As part of her extensive research on the lost stories of Mason, Twig originated the idea to create a statue on Mason’s town green of Bode, an enslaved young boy who, beginning around 1735, tended cattle by himself for seven years on Nose Meadow in what is now Mason’s village center. While the story of Bode is included in several town histories of Mason, the text included in the Bicentennial publication attributed to Twig wonders what he, as a child, was thinking as “the sole inhabitant of what is now Mason, all summer long, under the stars at night, in the midst of storms, thunder and lightning and pouring rain.” The proceeds from the sale of her estate supported the creation of the statue, and it was dedicated in her honor in 2008.

As a long-standing dedicated volunteer of Andy’s Summer Playhouse, a children’s theater founded in Mason in 1971 by teachers Margaret Sawyer and William Williams, Twig wrote plays for the children to perform and used her artistic talents to design costumes and scenery for the productions. Her contribution to the theater is described as of vital importance to its artistic growth where she “generally inspired every child that she came across.”

Elizabeth Orton Jones was born in Highland Park, Illinois in 1910.  The eldest of three children, she grew up in a creative household filled with music (her father was a violinist and her mother a pianist and writer), reading aloud and encouragement to think independently, draw and imagine. She described her household as welcoming to people from various walks of life and nationalities, themes that permeate her books for children.

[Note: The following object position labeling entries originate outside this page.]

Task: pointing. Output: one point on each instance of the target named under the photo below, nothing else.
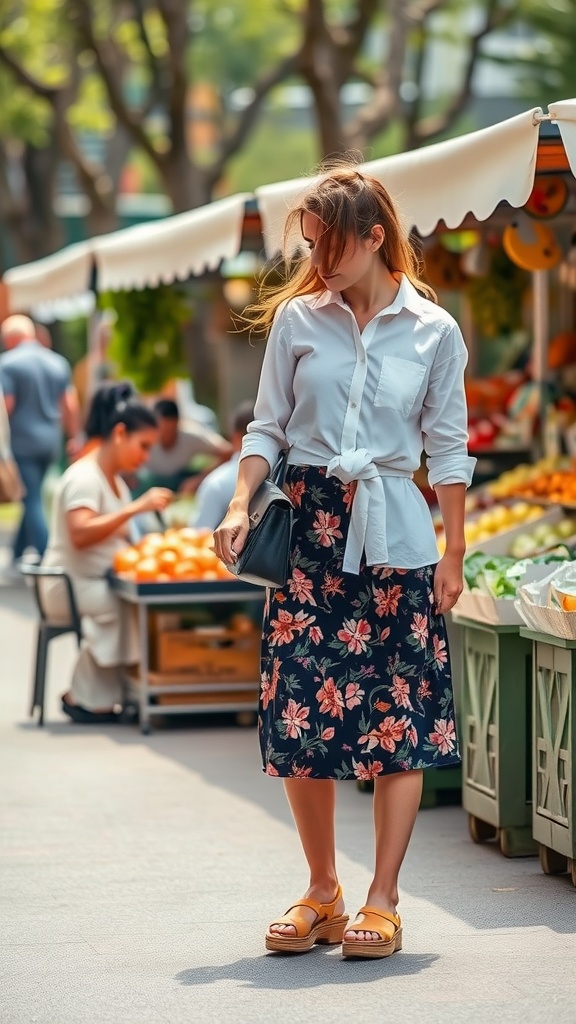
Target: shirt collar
(407, 298)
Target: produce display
(559, 487)
(510, 483)
(500, 576)
(175, 555)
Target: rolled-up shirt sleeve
(275, 401)
(444, 417)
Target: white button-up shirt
(366, 404)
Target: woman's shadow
(275, 971)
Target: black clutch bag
(265, 556)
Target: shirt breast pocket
(399, 384)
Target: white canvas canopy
(445, 181)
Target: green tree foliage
(147, 341)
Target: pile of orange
(175, 555)
(559, 486)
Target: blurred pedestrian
(91, 517)
(169, 462)
(215, 492)
(40, 401)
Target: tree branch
(24, 77)
(428, 128)
(173, 13)
(156, 88)
(105, 55)
(234, 139)
(385, 101)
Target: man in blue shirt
(39, 400)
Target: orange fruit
(187, 569)
(147, 569)
(167, 561)
(126, 559)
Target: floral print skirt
(356, 672)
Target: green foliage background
(147, 341)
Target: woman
(362, 371)
(92, 510)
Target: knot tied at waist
(367, 530)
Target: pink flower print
(300, 587)
(440, 652)
(269, 685)
(294, 716)
(353, 695)
(316, 634)
(331, 699)
(419, 629)
(386, 600)
(295, 492)
(287, 625)
(424, 689)
(369, 738)
(400, 691)
(391, 732)
(284, 628)
(268, 691)
(367, 772)
(326, 528)
(355, 635)
(412, 735)
(332, 586)
(444, 735)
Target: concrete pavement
(138, 875)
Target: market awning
(564, 111)
(170, 249)
(60, 275)
(444, 181)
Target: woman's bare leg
(313, 804)
(397, 799)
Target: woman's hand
(154, 500)
(230, 537)
(448, 583)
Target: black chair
(48, 630)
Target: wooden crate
(211, 654)
(248, 697)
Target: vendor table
(553, 739)
(158, 597)
(496, 740)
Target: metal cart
(158, 597)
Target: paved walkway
(138, 876)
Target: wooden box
(210, 654)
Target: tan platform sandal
(326, 928)
(374, 948)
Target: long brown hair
(348, 203)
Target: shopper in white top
(90, 522)
(362, 372)
(214, 494)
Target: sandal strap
(373, 911)
(386, 914)
(324, 911)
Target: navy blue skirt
(356, 671)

She received a degree in Philosophy from the University of Chicago and studied briefly at the Art Institute of Chicago. Traveling to France, Jones studied painting at the École des Beaux Arts in Fontainebleau and at the Académie Colarossi in Paris. Upon her return, “Four Seasons” a solo display of color etchings of French children was displayed at the Smithsonian Institution and in 1937, Jones wrote and illustrated her first book, Ragman of Paris and His Ragamuffins.

Author of seven books and illustrator of sixteen others, Twig remained dedicated to children throughout her lifetime. Early in her career she noted that, “a very strong sense of responsibility to what children are as individuals in their own right became firmly established as an imperative in my life.” She herself remained an individual in her own right, as an artist and independent spirit whose passions transcended time and place. A world traveler, she chose Mason, New Hampshire for her home becoming both a steward of its past and treasured member of the community.

In her 1945 acceptance speech for the Caldecott Medal, Twig said she was reluctant to call herself an artist. ”I think of being an artist as an achievement I may work toward my whole life and even then, not arrive,” she said. ”Though, I would like to be able to say, right out loud to myself on the morning of my 99th birthday, ‘Old girl, you are an artist.'” Elizabeth Orton Jones died May 10, 2015, at the age of 94. The following month on what would have been her 95th birthday, the Mason Public Library renamed its Junior Room, the “Twig Room” in her honor; a scrapbook of Twig memorabilia and original artwork remain on display to this day.